[ExI] heaves a long broken psi.

John Clark jonkc at bellsouth.net
Mon Jan 25 15:29:03 UTC 2010


On Jan 24, 2010, Damien Broderick wrote:

> Do you really suppose that parapsychologists with PhDs and professorships in statistics or physics have never noticed the elementary facts you're pointing at? 

Yep I do. Far better scientists than them (nobody would go into parapsychology if they could make it in any other field) have been fooled by statistics and found things that weren't there, and this was in looking at GOOD data sets.

> The whole point of using statistics in science is that with sufficient data points, random correlations can be disambiguated from the non-random.

I can't emphasize enough that it is pointless to use sophisticated mathematics to analyze data to find patterns if you have absolutely no reason to think that the data you're looking at is any good.

> I've had a lot of this [anecdotal stories] directly from the scientists and military personnel in the now disbanded STAR GATE program, and it's hair-raising stuff. 

Physicist Richard Feynman had an interesting psi story. One day when he was a teenager in college and away from home for the first time he suddenly got an overwhelming feeling that his grandmother had died. The feeling was so strong that he made a telephone call home, and long distance calls were rare and expensive then. It turns out that grandma was just fine. Of course Feynman was an odd man, most people don't like to tell those type of psi stories, they prefer the other kind.

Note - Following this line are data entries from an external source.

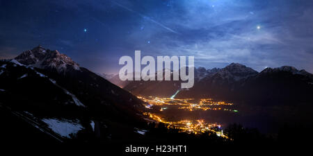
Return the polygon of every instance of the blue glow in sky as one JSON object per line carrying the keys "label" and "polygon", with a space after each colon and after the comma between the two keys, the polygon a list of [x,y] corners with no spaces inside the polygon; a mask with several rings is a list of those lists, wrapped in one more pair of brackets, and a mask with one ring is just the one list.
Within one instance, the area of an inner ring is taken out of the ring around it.
{"label": "blue glow in sky", "polygon": [[117,73],[135,50],[194,55],[206,68],[313,73],[312,15],[306,0],[0,1],[0,58],[41,44],[101,73]]}

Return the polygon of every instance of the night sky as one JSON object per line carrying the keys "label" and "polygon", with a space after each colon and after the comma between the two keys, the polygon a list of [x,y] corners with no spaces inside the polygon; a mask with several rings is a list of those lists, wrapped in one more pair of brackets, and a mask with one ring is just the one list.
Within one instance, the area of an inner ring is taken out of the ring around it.
{"label": "night sky", "polygon": [[0,58],[38,44],[97,73],[118,73],[135,50],[313,73],[313,1],[0,0]]}

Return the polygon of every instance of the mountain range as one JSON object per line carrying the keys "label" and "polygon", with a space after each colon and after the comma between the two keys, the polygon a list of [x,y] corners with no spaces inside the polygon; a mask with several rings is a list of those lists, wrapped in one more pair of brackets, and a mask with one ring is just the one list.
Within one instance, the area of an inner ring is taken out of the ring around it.
{"label": "mountain range", "polygon": [[38,46],[0,61],[1,110],[60,141],[138,137],[142,103],[58,51]]}
{"label": "mountain range", "polygon": [[222,69],[195,68],[195,85],[182,89],[181,81],[128,81],[123,88],[135,95],[177,98],[214,98],[255,104],[312,102],[313,75],[293,67],[257,72],[239,63]]}

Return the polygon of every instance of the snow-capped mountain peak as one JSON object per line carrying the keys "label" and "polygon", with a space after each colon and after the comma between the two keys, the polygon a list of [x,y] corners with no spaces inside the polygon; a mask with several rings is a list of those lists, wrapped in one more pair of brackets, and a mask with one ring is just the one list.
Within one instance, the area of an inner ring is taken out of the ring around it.
{"label": "snow-capped mountain peak", "polygon": [[80,69],[79,65],[67,55],[57,50],[51,51],[41,46],[24,51],[15,60],[27,66],[40,69],[56,69],[58,72]]}
{"label": "snow-capped mountain peak", "polygon": [[285,72],[289,72],[292,74],[299,74],[303,76],[312,76],[312,74],[308,73],[304,69],[298,70],[296,68],[291,67],[291,66],[282,66],[278,68],[266,68],[264,69],[261,73],[274,73],[274,72],[279,72],[279,71],[285,71]]}

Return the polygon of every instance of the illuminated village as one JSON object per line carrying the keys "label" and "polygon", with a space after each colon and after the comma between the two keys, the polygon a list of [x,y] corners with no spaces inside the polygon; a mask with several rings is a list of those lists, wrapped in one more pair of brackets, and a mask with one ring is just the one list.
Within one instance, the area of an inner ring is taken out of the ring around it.
{"label": "illuminated village", "polygon": [[[168,128],[179,129],[181,132],[193,134],[201,134],[206,132],[213,132],[216,135],[228,139],[223,132],[221,125],[216,123],[206,122],[204,119],[170,121],[166,119],[166,114],[163,113],[168,110],[181,110],[183,111],[227,111],[237,112],[234,109],[233,103],[223,101],[215,101],[212,98],[202,98],[195,101],[193,98],[175,99],[171,98],[143,97],[138,98],[145,102],[147,111],[143,113],[147,116],[148,121],[163,123]],[[159,110],[155,110],[155,108]],[[162,117],[163,116],[163,117]]]}

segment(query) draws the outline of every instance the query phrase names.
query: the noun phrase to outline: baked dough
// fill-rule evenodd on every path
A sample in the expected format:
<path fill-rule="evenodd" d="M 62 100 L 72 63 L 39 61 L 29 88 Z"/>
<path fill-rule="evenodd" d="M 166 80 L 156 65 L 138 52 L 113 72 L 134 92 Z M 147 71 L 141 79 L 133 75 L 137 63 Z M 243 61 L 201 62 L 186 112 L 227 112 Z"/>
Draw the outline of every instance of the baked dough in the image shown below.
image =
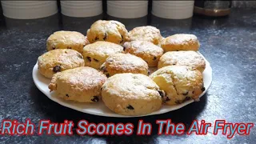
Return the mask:
<path fill-rule="evenodd" d="M 167 105 L 177 105 L 191 98 L 198 101 L 205 90 L 202 73 L 185 66 L 162 67 L 150 74 L 166 95 Z"/>
<path fill-rule="evenodd" d="M 72 49 L 82 53 L 82 48 L 89 44 L 86 37 L 77 31 L 56 31 L 46 42 L 47 50 L 55 49 Z"/>
<path fill-rule="evenodd" d="M 162 41 L 160 30 L 151 26 L 138 26 L 129 32 L 130 41 L 148 41 L 159 45 Z"/>
<path fill-rule="evenodd" d="M 117 44 L 123 44 L 129 39 L 126 26 L 118 21 L 98 20 L 93 23 L 87 30 L 90 42 L 106 41 Z"/>
<path fill-rule="evenodd" d="M 201 72 L 206 68 L 205 60 L 195 51 L 169 51 L 160 58 L 158 69 L 175 65 L 190 66 Z"/>
<path fill-rule="evenodd" d="M 161 47 L 147 41 L 126 42 L 123 47 L 125 53 L 142 58 L 149 66 L 158 66 L 159 58 L 163 54 L 163 50 Z"/>
<path fill-rule="evenodd" d="M 38 58 L 39 73 L 48 78 L 58 72 L 83 66 L 84 64 L 82 55 L 69 49 L 50 50 Z"/>
<path fill-rule="evenodd" d="M 98 41 L 86 46 L 83 49 L 82 55 L 85 59 L 85 66 L 99 69 L 110 54 L 117 53 L 123 53 L 122 46 Z"/>
<path fill-rule="evenodd" d="M 162 94 L 149 77 L 141 74 L 117 74 L 102 89 L 105 105 L 122 115 L 144 115 L 162 106 Z"/>
<path fill-rule="evenodd" d="M 67 70 L 54 75 L 49 89 L 65 100 L 78 102 L 96 102 L 101 87 L 107 78 L 97 70 L 83 66 Z"/>
<path fill-rule="evenodd" d="M 115 54 L 110 55 L 100 70 L 110 77 L 116 74 L 133 73 L 148 75 L 148 65 L 141 58 L 130 54 Z"/>
<path fill-rule="evenodd" d="M 177 50 L 198 51 L 200 43 L 194 34 L 178 34 L 162 39 L 161 47 L 165 52 Z"/>

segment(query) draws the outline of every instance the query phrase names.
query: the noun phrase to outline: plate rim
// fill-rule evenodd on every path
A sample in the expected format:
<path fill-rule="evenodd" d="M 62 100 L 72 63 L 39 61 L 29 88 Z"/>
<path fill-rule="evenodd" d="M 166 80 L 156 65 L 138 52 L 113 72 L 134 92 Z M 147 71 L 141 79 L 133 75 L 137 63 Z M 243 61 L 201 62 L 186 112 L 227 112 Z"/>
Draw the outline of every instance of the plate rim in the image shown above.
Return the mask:
<path fill-rule="evenodd" d="M 205 57 L 200 53 L 200 52 L 198 52 L 199 54 L 201 54 L 202 56 L 202 58 L 204 58 L 204 60 L 206 61 L 206 64 L 209 66 L 209 70 L 210 72 L 210 85 L 208 87 L 206 88 L 205 91 L 199 96 L 199 98 L 202 97 L 203 95 L 205 95 L 205 94 L 207 92 L 207 90 L 209 90 L 209 88 L 210 87 L 211 84 L 212 84 L 212 79 L 213 79 L 213 76 L 212 76 L 212 68 L 210 66 L 210 62 L 205 58 Z M 174 108 L 173 110 L 166 110 L 166 111 L 154 111 L 154 112 L 152 112 L 150 114 L 144 114 L 144 115 L 122 115 L 122 114 L 116 114 L 116 113 L 114 113 L 113 111 L 111 111 L 113 113 L 113 114 L 111 115 L 107 115 L 107 114 L 94 114 L 93 112 L 90 112 L 90 111 L 84 111 L 83 109 L 81 109 L 81 108 L 78 108 L 78 107 L 76 107 L 74 106 L 73 106 L 70 102 L 66 101 L 66 102 L 62 102 L 61 101 L 58 101 L 57 98 L 51 98 L 50 96 L 48 96 L 48 94 L 46 94 L 45 90 L 43 90 L 42 89 L 41 86 L 38 86 L 38 83 L 36 82 L 36 80 L 35 80 L 35 77 L 36 77 L 36 73 L 38 72 L 38 62 L 35 63 L 35 65 L 33 67 L 33 70 L 32 70 L 32 78 L 33 78 L 33 81 L 34 81 L 34 83 L 35 84 L 36 87 L 43 94 L 45 94 L 49 99 L 57 102 L 58 104 L 62 106 L 65 106 L 65 107 L 67 107 L 67 108 L 70 108 L 70 109 L 72 109 L 72 110 L 77 110 L 77 111 L 80 111 L 82 113 L 85 113 L 85 114 L 92 114 L 92 115 L 96 115 L 96 116 L 102 116 L 102 117 L 110 117 L 110 118 L 136 118 L 136 117 L 146 117 L 146 116 L 152 116 L 152 115 L 158 115 L 158 114 L 166 114 L 166 113 L 168 113 L 168 112 L 170 112 L 170 111 L 174 111 L 174 110 L 178 110 L 178 109 L 181 109 L 192 102 L 194 102 L 194 100 L 193 99 L 190 99 L 186 102 L 183 102 L 182 104 L 179 104 L 179 105 L 176 105 L 176 107 Z M 43 77 L 43 76 L 42 76 Z M 85 103 L 86 104 L 86 103 Z M 163 105 L 163 106 L 168 106 L 167 105 Z M 107 108 L 107 107 L 106 107 Z M 159 109 L 161 110 L 161 109 Z"/>

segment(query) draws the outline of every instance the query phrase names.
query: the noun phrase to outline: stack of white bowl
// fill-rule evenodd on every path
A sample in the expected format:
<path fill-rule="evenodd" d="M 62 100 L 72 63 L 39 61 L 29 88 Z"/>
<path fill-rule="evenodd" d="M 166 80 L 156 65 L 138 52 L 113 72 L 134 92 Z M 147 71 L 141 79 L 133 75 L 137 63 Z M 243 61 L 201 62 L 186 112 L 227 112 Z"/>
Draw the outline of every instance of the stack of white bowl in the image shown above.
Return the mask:
<path fill-rule="evenodd" d="M 61 1 L 61 9 L 69 17 L 93 17 L 102 13 L 102 1 Z"/>
<path fill-rule="evenodd" d="M 184 19 L 193 16 L 194 1 L 153 1 L 152 14 L 169 19 Z"/>
<path fill-rule="evenodd" d="M 147 15 L 148 1 L 107 1 L 107 14 L 122 18 L 136 18 Z"/>
<path fill-rule="evenodd" d="M 3 14 L 15 19 L 34 19 L 58 12 L 57 1 L 1 1 Z"/>

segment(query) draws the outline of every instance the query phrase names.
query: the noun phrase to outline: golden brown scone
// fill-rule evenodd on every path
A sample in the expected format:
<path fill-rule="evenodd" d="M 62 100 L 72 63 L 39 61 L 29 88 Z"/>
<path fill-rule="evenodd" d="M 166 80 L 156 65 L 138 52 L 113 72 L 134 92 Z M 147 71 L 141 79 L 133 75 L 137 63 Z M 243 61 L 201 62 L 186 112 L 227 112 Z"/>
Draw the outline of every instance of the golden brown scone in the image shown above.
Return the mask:
<path fill-rule="evenodd" d="M 178 34 L 162 39 L 161 47 L 165 52 L 177 50 L 198 51 L 200 43 L 194 34 Z"/>
<path fill-rule="evenodd" d="M 164 90 L 167 105 L 177 105 L 191 98 L 198 101 L 205 90 L 202 73 L 185 66 L 162 67 L 150 74 L 160 90 Z"/>
<path fill-rule="evenodd" d="M 38 71 L 51 78 L 58 72 L 84 66 L 82 55 L 76 50 L 57 49 L 42 54 L 38 58 Z"/>
<path fill-rule="evenodd" d="M 110 54 L 122 52 L 123 47 L 120 45 L 98 41 L 86 46 L 82 55 L 85 59 L 85 66 L 99 69 Z"/>
<path fill-rule="evenodd" d="M 142 58 L 149 66 L 158 66 L 159 58 L 163 54 L 163 50 L 161 47 L 147 41 L 126 42 L 123 47 L 125 53 Z"/>
<path fill-rule="evenodd" d="M 55 49 L 72 49 L 82 52 L 82 48 L 89 44 L 86 37 L 77 31 L 56 31 L 46 42 L 47 50 Z"/>
<path fill-rule="evenodd" d="M 117 74 L 102 89 L 105 105 L 122 115 L 144 115 L 159 110 L 161 94 L 158 85 L 141 74 Z"/>
<path fill-rule="evenodd" d="M 49 89 L 65 100 L 95 102 L 99 101 L 101 87 L 106 79 L 106 75 L 94 68 L 78 67 L 54 74 Z"/>
<path fill-rule="evenodd" d="M 155 45 L 159 45 L 162 41 L 160 30 L 151 26 L 138 26 L 129 31 L 130 41 L 148 41 Z"/>
<path fill-rule="evenodd" d="M 87 30 L 87 38 L 90 43 L 96 41 L 106 41 L 123 44 L 129 39 L 126 26 L 118 21 L 98 20 Z"/>
<path fill-rule="evenodd" d="M 115 54 L 106 58 L 100 70 L 110 77 L 116 74 L 133 73 L 148 75 L 148 65 L 141 58 L 130 54 Z"/>
<path fill-rule="evenodd" d="M 160 58 L 158 67 L 174 65 L 190 66 L 201 72 L 206 68 L 205 60 L 195 51 L 169 51 Z"/>

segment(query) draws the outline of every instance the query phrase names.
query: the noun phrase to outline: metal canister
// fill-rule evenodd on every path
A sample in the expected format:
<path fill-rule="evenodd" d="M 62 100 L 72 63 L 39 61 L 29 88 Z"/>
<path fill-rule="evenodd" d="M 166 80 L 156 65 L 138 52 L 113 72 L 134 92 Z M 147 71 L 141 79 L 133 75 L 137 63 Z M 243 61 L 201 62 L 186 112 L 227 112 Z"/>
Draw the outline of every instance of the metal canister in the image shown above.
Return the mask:
<path fill-rule="evenodd" d="M 194 13 L 207 16 L 226 16 L 230 14 L 232 1 L 194 1 Z"/>

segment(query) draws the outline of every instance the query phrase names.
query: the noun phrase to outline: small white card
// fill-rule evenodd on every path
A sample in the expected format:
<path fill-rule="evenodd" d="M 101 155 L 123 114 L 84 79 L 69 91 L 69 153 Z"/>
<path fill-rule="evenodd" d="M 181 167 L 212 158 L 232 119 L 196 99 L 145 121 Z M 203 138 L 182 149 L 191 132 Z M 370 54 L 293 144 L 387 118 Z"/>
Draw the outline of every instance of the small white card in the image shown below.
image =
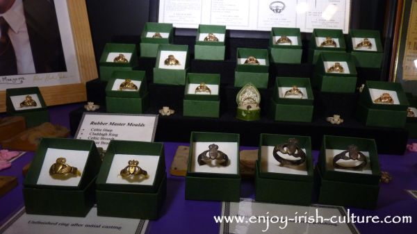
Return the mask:
<path fill-rule="evenodd" d="M 112 140 L 153 142 L 158 115 L 84 112 L 75 139 L 94 140 L 106 150 Z"/>

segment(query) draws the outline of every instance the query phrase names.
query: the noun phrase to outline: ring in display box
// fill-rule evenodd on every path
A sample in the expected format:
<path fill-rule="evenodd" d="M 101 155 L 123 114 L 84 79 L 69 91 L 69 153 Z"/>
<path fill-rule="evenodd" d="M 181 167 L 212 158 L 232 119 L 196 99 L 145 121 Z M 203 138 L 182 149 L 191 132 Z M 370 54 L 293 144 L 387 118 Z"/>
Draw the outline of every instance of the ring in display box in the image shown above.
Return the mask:
<path fill-rule="evenodd" d="M 149 105 L 147 80 L 143 71 L 115 71 L 106 87 L 108 112 L 140 114 Z"/>
<path fill-rule="evenodd" d="M 100 80 L 108 81 L 113 72 L 131 71 L 137 65 L 138 54 L 134 44 L 107 43 L 100 58 Z"/>
<path fill-rule="evenodd" d="M 322 52 L 345 53 L 343 32 L 339 29 L 314 28 L 309 48 L 309 62 L 316 64 Z"/>
<path fill-rule="evenodd" d="M 376 208 L 381 172 L 375 140 L 325 135 L 317 166 L 319 203 Z"/>
<path fill-rule="evenodd" d="M 240 197 L 239 135 L 192 132 L 186 199 L 238 201 Z"/>
<path fill-rule="evenodd" d="M 226 26 L 199 24 L 197 31 L 194 57 L 207 60 L 224 60 Z"/>
<path fill-rule="evenodd" d="M 272 62 L 301 64 L 302 44 L 300 28 L 272 28 L 269 49 Z"/>
<path fill-rule="evenodd" d="M 309 78 L 277 77 L 270 112 L 275 121 L 311 122 L 313 101 Z"/>
<path fill-rule="evenodd" d="M 96 184 L 98 215 L 158 219 L 167 192 L 163 144 L 112 140 Z"/>
<path fill-rule="evenodd" d="M 154 67 L 154 83 L 183 85 L 189 66 L 188 46 L 160 44 Z"/>
<path fill-rule="evenodd" d="M 357 73 L 348 53 L 322 52 L 316 64 L 313 87 L 322 92 L 354 92 Z"/>
<path fill-rule="evenodd" d="M 252 83 L 258 88 L 267 88 L 269 79 L 269 56 L 267 49 L 238 48 L 234 86 Z"/>
<path fill-rule="evenodd" d="M 23 116 L 27 128 L 49 122 L 49 113 L 39 87 L 7 89 L 6 98 L 8 115 Z"/>
<path fill-rule="evenodd" d="M 313 172 L 309 137 L 261 134 L 255 170 L 256 201 L 309 205 Z"/>
<path fill-rule="evenodd" d="M 218 118 L 220 75 L 188 73 L 187 77 L 183 115 Z"/>
<path fill-rule="evenodd" d="M 26 213 L 85 217 L 101 164 L 92 140 L 42 138 L 23 183 Z"/>
<path fill-rule="evenodd" d="M 172 24 L 147 22 L 140 35 L 140 57 L 156 58 L 160 44 L 172 43 Z"/>
<path fill-rule="evenodd" d="M 368 81 L 359 97 L 357 117 L 366 126 L 403 128 L 409 106 L 400 83 Z"/>

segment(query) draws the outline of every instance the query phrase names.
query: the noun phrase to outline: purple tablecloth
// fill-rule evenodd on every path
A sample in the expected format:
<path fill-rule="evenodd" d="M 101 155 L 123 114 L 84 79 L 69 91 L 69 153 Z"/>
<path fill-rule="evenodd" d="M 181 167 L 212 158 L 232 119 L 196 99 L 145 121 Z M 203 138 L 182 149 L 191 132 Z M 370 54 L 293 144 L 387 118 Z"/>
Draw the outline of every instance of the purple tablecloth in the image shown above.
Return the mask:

> "So why aren't they rich? Why was STAR GATE shut down?" Because psi is unreliable and skittish. 

We are supposed to believe that psi is too unreliable and skittish for the scientific method to detect, and this grotesque situation has been going on for century after century; but we are also supposed to believe that psi is not too unreliable and skittish for third rate mystics and first rate charlatans to discover it. And if you believe that then there's this bridge I'd like to sell you.